In contrast to all that, many investors prefer to focus on companies like Argo Investments (ASX:ARG), which has not only revenues, but also profits. Even if this company is fairly valued by the market, investors would agree that generating consistent profits will continue to provide Argo Investments with the means to add long-term value to shareholders.
Check out our latest analysis for Argo Investments
How Fast Is Argo Investments Growing?
Generally, companies experiencing growth in earnings per share (EPS) should see similar trends in share price. That makes EPS growth an attractive quality for any company. We can see that in the last three years Argo Investments grew its EPS by 6.2% per year. While that sort of growth rate isn't anything to write home about, it does show the business is growing.
One way to double-check a company's growth is to look at how its revenue, and earnings before interest and tax (EBIT) margins are changing. Our analysis has highlighted that Argo Investments' revenue from operations did not account for all of their revenue in the previous 12 months, so our analysis of its margins might not accurately reflect the underlying business. While we note Argo Investments achieved similar EBIT margins to last year, revenue grew by a solid 25% to AU$331m. That's a real positive.
In the chart below, you can see how the company has grown earnings and revenue, over time. To see the actual numbers, click on the chart.
While profitability drives the upside, prudent investors always check the balance sheet, too.
Are Argo Investments Insiders Aligned With All Shareholders?
It's said that there's no smoke without fire. For investors, insider buying is often the smoke that indicates which stocks could set the market alight. Because often, the purchase of stock is a sign that the buyer views it as undervalued. However, insiders are sometimes wrong, and we don't know the exact thinking behind their acquisitions.
With strong conviction, Argo Investments insiders have stood united by refusing to sell shares over the last year. But more importantly, Independent Non-Executive Director Lianne Buck spent AU$89k acquiring shares, doing so at an average price of AU$8.87. Purchases like this clue us in to the to the faith management has in the business' future.

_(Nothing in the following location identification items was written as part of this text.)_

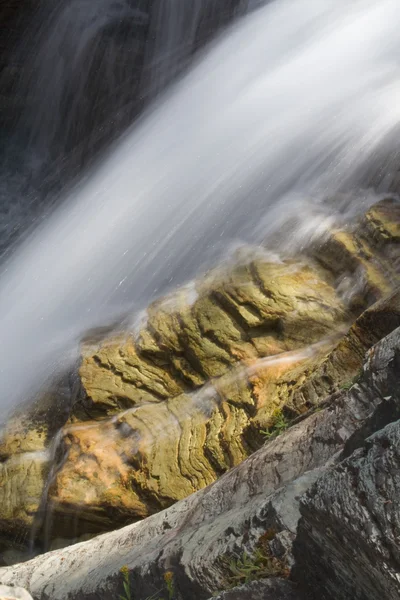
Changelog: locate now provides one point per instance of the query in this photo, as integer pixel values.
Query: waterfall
(291, 109)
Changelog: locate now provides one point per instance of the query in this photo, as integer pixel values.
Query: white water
(294, 103)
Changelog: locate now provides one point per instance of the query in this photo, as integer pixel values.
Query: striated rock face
(165, 412)
(268, 589)
(173, 433)
(13, 593)
(348, 538)
(194, 538)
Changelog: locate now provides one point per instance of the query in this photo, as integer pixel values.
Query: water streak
(296, 103)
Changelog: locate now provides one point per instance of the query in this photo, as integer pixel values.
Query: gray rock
(13, 593)
(230, 515)
(348, 543)
(267, 589)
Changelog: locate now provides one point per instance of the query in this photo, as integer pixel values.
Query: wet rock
(14, 593)
(260, 497)
(268, 589)
(347, 542)
(167, 411)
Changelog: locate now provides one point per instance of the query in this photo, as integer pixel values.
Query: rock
(367, 253)
(344, 362)
(347, 543)
(268, 589)
(22, 480)
(13, 593)
(167, 411)
(257, 309)
(258, 498)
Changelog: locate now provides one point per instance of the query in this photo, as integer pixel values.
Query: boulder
(197, 537)
(268, 589)
(161, 412)
(348, 538)
(13, 593)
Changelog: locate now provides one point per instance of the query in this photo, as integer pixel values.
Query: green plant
(279, 423)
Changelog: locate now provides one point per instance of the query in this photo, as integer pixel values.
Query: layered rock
(167, 410)
(348, 540)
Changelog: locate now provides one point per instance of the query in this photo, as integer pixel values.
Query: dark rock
(267, 589)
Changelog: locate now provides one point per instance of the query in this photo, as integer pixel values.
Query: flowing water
(286, 117)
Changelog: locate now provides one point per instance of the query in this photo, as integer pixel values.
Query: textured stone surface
(348, 539)
(167, 411)
(268, 589)
(13, 593)
(231, 515)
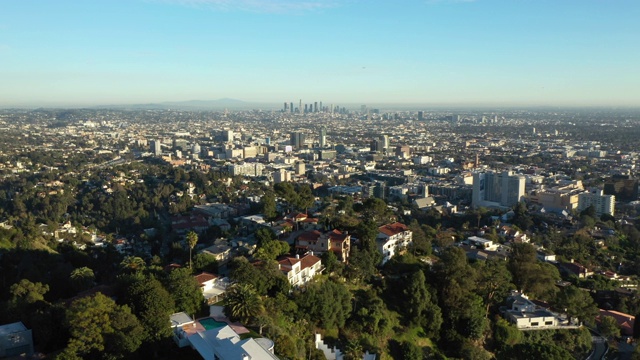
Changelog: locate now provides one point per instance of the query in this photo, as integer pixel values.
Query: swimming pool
(210, 323)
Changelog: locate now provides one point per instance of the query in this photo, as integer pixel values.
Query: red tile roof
(204, 277)
(625, 321)
(308, 261)
(393, 229)
(310, 235)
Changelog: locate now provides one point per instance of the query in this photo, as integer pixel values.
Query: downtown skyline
(438, 52)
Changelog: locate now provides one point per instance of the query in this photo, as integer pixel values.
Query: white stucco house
(392, 239)
(300, 271)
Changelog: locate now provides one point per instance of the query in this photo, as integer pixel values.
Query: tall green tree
(494, 282)
(192, 241)
(577, 303)
(82, 278)
(100, 328)
(609, 327)
(268, 205)
(153, 305)
(328, 304)
(26, 293)
(242, 302)
(185, 291)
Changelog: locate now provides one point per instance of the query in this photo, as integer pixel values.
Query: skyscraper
(497, 189)
(156, 147)
(297, 139)
(384, 139)
(323, 137)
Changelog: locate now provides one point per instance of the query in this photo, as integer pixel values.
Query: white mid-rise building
(392, 239)
(492, 189)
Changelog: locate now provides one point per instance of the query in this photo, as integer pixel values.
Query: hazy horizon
(483, 53)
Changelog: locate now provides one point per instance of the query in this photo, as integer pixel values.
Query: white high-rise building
(228, 135)
(603, 204)
(323, 137)
(156, 147)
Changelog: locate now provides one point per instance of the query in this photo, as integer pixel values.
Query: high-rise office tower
(323, 137)
(384, 140)
(497, 189)
(156, 148)
(297, 139)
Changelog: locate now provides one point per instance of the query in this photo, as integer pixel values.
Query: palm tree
(242, 302)
(192, 240)
(82, 278)
(133, 264)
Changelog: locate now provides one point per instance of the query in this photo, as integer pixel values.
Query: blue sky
(440, 52)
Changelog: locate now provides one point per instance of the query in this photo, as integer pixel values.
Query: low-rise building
(317, 242)
(392, 239)
(15, 340)
(300, 271)
(527, 315)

Along with the insider buying, another encouraging sign for Argo Investments is that insiders, as a group, have a considerable shareholding. Holding AU$102m worth of stock in the company is no laughing matter and insiders will be committed in delivering the best outcomes for shareholders. This would indicate that the goals of shareholders and management are one and the same.
While insiders already own a significant amount of shares, and they have been buying more, the good news for ordinary shareholders does not stop there. That's because on our analysis the CEO, Jason Beddow, is paid less than the median for similar sized companies. For companies with market capitalisations between AU$2.9b and AU$9.4b, like Argo Investments, the median CEO pay is around AU$3.5m.

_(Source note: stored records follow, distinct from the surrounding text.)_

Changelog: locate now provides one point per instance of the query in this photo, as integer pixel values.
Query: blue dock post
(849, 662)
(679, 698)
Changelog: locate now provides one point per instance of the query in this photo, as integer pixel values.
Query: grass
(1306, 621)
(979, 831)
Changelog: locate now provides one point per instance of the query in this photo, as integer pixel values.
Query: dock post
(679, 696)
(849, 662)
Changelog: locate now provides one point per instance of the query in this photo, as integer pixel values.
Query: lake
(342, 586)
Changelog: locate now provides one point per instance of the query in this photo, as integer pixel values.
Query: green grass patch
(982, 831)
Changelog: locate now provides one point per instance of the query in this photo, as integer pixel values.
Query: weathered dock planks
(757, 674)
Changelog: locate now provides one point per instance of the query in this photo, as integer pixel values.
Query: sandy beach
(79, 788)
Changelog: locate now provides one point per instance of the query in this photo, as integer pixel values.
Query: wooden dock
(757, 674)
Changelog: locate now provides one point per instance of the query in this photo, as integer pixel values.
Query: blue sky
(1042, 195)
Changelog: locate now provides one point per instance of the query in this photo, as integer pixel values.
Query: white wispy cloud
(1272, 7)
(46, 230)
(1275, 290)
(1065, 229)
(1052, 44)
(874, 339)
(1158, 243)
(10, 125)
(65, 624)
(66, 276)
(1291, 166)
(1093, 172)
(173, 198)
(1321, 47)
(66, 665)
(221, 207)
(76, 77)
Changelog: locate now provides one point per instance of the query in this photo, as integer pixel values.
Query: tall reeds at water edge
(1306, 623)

The Argo Investments CEO received total compensation of just AU$1.2m in the year to June 2022. That's clearly well below average, so at a glance that arrangement seems generous to shareholders and points to a modest remuneration culture. CEO remuneration levels are not the most important metric for investors, but when the pay is modest, that does support enhanced alignment between the CEO and the ordinary shareholders. It can also be a sign of a culture of integrity, in a broader sense.
Does Argo Investments Deserve A Spot On Your Watchlist?
One positive for Argo Investments is that it is growing EPS. That's nice to see. In addition, insiders have been busy adding to their sizeable holdings in the company. That makes the company a prime candidate for your watchlist - and arguably a research priority. It's still necessary to consider the ever-present spectre of investment risk. We've identified 2 warning signs with Argo Investments , and understanding these should be part of your investment process.
Keen growth investors love to see insider buying. Thankfully, Argo Investments isn't the only one. You can see a a free list of them here.
Please note the insider transactions discussed in this article refer to reportable transactions in the relevant jurisdiction.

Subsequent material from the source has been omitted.